Sim, percebemos que os médicos até gostam de trabalhar no Serviço Nacional de Saúde (SNS), têm boas relações com a equipa e com os outros profissionais, mas não estão satisfeitos com as condições de trabalho e com a pressão a que estão submetidos, nomeadamente para que façam mais horas extraordinárias e mais urgências. Este estudo vem confirmar, agora com rigor científico, as percepções que já tínhamos. Quisemos fazer uma análise personalizada de três grupos: os que estão a fazer o internato de especialidade, os especialistas e também os que já saíram do SNS. Os que saíram foram à procura de melhores condições de trabalho, de horários mais controlados.

Também deixaram o SNS por causa das remunerações. O estudo revela que quase metade dos especialistas ganha no sector público menos de 3 mil euros brutos, menos do que os magistrados e professores catedráticos. Mas há muitos que fazem horas extraordinárias para compensar, não é?

Claro, aliás, se olharmos para a totalidade do rendimentos dos médicos percebemos que uma parte significativa (23%) decorre das horas suplementares (horas extraordinárias, trabalho em regime de prevenção, etc). Os médicos são o segundo grupo [dos trabalhadores do Estado] que mais horas extraordinárias faz, a seguir aos militares. Nos serviços de urgência, é grande a pressão para que trabalhem mais horas e isto é uma bola de neve, um ciclo vicioso. No sector privado, a pressão não é tão grande. Por alguma razão nunca se ouviu falar, ali, de falta de médicos ou de enfermeiros. Mas o que se depreende também dos resultados deste estudo é que uma grande parte dos médicos até preferiria trabalhar no SNS se as circunstâncias fossem diferentes. Portanto, se lhes dessem as condições adequadas, ficavam no SNS.

O que é que o SNS oferece então aos médicos que os leva a optar por ficarem no sector público?
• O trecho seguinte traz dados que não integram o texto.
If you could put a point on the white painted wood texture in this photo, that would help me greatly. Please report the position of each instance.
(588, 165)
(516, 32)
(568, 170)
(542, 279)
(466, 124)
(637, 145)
Há duas ordens de vantagens: a estabilidade de emprego e a carreira médica, o sustentáculo do SNS que se está a perder. Se a carreira for completamente descaracterizada, deixa-se de ter este elo forte. E os médicos têm sempre alternativas profissionais, além de optarem pelo sector privado podem ir trabalhar para o estrangeiro, até porque possuem uma qualidade de formação extraordinária que é reconhecida. A nova geração de médicos é a geração da Internet, dos voos low cost, que domina perfeitamente o inglês. Quando saem, não têm ainda família constituída e acabam por ficar no estrangeiro. O problema é que a carreira médica está congelada, os concursos que deviam abrir todos os anos vão-se arrastando. Eu, por exemplo, sou assistente graduado há 13 anos e continuo a ganhar pela primeira posição remuneratória (numa escala que vai até cinco), quando já devia estar na quinta. Nunca progredi a este nível. Esta condição acaba por prejudicar-nos não só no presente mas também mais tarde quando nos reformamos.

O que é que a Ordem dos Médicos propõe para alterar a situação?
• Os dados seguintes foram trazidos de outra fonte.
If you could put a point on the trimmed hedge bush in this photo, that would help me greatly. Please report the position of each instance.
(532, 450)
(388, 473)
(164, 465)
É fundamental colocar a carreira médica em primeiro plano e reformá-la. Propus isto mesmo ao ministro da Saúde na carta de compromisso que lhe enviei em 30 de Agosto passado, mas não obtive qualquer resposta. Vou agora dar a conhecer os resultados deste trabalho ao senhor ministro e aos deputados na Assembleia da República. Esta reforma será feita em conjunto com os sindicatos médicos que, sublinhe-se, se têm batido nos últimos tempos pela resposição de remunerações, não por aumentos.

O número de profissionais de saúde até tem aumentado nos últimos dois anos.

Sim, porque cada vez há mais médicos internos a entrar no SNS. Mas quantos médicos especialistas têm saído entretanto? Actualmente, temos uma relação de dois especialistas para um interno, é a relação mais apertada dos países da União Europeia e a nossa capacidade de formação está no limite.